Investir dans la pauvreté : une affaire qui roule

légende / crédit photo
i
[pas de légende]

Investir dans la pauvreté : une affaire qui roule

18 décembre 2003
Une entreprise genevoise de micro-finance, Blue Orchard, joue les intermédiaires entre des investisseurs occidentaux et des petits entrepreneurs établis dans les pays en voie de développement
Cette start-up ne compte ni sur des dons, ni sur des subventions. Elle met en relation des hommes d’affaires qui ne se font pas de cadeaux. Et ça marche.« Les dons peuvent miner le marché de la micro-finance », déclare Roland Dominicé, cadre chez Blue Orchard, et poursuit en rappelant que « l’enfer est pavé de bonnes intentions ». Les gestionnaires de cette start-up craignent la concurrence des grandes institutions internationales qui financent gratuitement des programmes de développement économique dans les pays du Sud. Un choix qui surprend. Le gestionnaire s’explique : « Si une banque reçoit un don d’un million, elle pourra se permettre de diminuer ses taux d’intérêt. Elle attire de ce fait une majorité de clients et sabote le jeu de la concurrence. L’industrie du micro-crédit s’en trouve du coup fragilisée ». Chez Blue Orchard, on préfère mettre en avant l’autonomie financière et la responsabilisation des clients. « Nous essayons de montrer que les dons ou les subventions ne sont pas les seules solutions pour faire tourner un commerce dans un pays en voie développement », explique Roland Dominicé. Un taux de remboursement canon« Notre entreprise d’un point de vue commercial fonctionne bien, mais elle respecte aussi des principes éthiques », poursuit ce gestionnaire. Tout en respectant les règles de l’économie de marché, on renforce le tissu économique d’une région et on assure aux investisseurs des bénéfices. Un pari réussi! Le taux de remboursement des utilisateurs de Blue Orchard avoisine les 97%. En Europe, 10 à 20% des crédits accordés ne sont pas remboursés. Le plus gros programme que cette entreprise finance est celui de la Banco Solidario en Equateur qui compte 200'000 clients. Autant de micro-entrepreneurs qui peuvent ainsi contourner l’obstacle majeur dans leurs pays : trouver un établissement bancaire qui leurs fasse confiance.

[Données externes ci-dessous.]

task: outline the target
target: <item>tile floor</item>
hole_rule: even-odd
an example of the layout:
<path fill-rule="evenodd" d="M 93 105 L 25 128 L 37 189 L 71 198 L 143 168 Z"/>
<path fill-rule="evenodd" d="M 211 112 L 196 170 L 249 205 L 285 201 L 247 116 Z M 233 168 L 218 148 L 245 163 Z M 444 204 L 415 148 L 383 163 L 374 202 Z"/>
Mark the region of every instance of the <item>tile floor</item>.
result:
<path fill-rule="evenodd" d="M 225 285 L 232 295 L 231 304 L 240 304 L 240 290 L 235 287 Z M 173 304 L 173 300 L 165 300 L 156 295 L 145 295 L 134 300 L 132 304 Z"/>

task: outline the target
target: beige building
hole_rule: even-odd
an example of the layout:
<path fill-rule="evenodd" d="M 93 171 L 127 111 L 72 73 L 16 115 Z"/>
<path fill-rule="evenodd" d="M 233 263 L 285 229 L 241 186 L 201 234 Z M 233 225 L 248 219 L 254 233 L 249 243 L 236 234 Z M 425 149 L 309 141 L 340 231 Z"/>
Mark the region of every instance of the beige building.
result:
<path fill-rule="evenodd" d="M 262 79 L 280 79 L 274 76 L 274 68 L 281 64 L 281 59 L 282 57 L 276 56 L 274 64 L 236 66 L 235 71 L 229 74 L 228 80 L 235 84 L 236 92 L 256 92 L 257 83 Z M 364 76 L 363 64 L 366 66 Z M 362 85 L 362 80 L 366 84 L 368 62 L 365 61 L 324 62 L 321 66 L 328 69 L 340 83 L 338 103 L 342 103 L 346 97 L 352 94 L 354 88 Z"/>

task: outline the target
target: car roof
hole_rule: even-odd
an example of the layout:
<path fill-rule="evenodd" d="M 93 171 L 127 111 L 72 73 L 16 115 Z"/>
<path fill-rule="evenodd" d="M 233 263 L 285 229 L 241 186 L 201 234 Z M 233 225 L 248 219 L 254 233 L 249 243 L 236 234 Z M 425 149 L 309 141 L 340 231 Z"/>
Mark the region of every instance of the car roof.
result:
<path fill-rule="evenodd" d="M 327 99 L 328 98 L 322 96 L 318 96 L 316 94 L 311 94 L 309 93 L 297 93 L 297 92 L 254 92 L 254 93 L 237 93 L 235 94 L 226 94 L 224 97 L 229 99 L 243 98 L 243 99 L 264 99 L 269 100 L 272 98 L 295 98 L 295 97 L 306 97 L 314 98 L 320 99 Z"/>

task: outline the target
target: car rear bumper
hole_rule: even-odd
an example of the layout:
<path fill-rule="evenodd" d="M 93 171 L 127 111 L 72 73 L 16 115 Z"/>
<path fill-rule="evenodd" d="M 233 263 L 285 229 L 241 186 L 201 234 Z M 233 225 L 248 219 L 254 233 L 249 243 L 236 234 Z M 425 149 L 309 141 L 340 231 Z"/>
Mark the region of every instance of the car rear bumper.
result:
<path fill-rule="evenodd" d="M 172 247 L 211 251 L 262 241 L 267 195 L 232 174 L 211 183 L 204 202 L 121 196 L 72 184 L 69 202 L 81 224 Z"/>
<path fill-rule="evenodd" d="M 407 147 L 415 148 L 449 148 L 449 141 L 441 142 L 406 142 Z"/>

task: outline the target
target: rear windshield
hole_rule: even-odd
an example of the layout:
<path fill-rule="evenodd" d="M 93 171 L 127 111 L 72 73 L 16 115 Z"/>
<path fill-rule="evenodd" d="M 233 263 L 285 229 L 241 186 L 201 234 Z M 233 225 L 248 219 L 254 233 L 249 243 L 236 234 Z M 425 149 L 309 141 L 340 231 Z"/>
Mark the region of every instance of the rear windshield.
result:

«Nous fournissons des prêts d’un montant peu élevé, renouvelables tous les trois mois », explique ce jeune cadre. Ce type d’arrangement permet de tester la solvabilité du client. En effet, ce dernier ne possède aucune garantie, mis à part son savoir faire. Le risque pour la banque est de ne jamais revoir la couleur de l’argent prêté. Pour éviter les catastrophes, les débiteurs sont conseillés par des officiers de crédit. Ces derniers dispensent des cours de gestion et s’informent de la santé financière de l’entreprise. Ils définissent le montant mensuel ou hebdomadaire et le rythme de remboursement de l’emprunt. « Les officiers de crédit connaissent tellement bien la vie des quartiers qu’ils sillonnent, qu’ils sont au courant de tous les événements. Ce n’est pas rare qu’ils soient invités au mariage du fils ou de la fille d’un client », raconte Roland Dominicé. Ils couvrent même des zones où la police n’ose plus se rendre. A l’autre bout de la chaîne, ceux qui mettent à disposition leur argent sont pour la plupart des entrepreneurs en fin de carrière. Ils se rendent compte que pour réaliser leurs rêves, ils ont bénéficié d’un capital de départ. Ils sont séduit par les rendements stables et la dimension éthique de cet échange.

Si le travail de Blue Orchard porte ses fruits, le type de financement qu’il applique n’est pas adapté à toutes les situations. L’insécurité politique ou économique dans certains pays éloigne les bailleurs de fonds. Faire fonctionner un réseau d’eau propre ou soutenir une campagne d’information sur le Sida sont des missions trop coûteuses pour un établissement privé. Dans ces cas précis, on ne peut pas se passer des grandes institutions internationales tels que l’ONU ou les ONG. L’aide humanitaire et la micro-finance ne s’excluent pas l’une l’autre. Elles interviennent à des stades différents du développement économique. Réaliste, Roland Dominicé conclut en affirmant que « la micro-finance ne peut pas résoudre tous les problèmes de la terre ».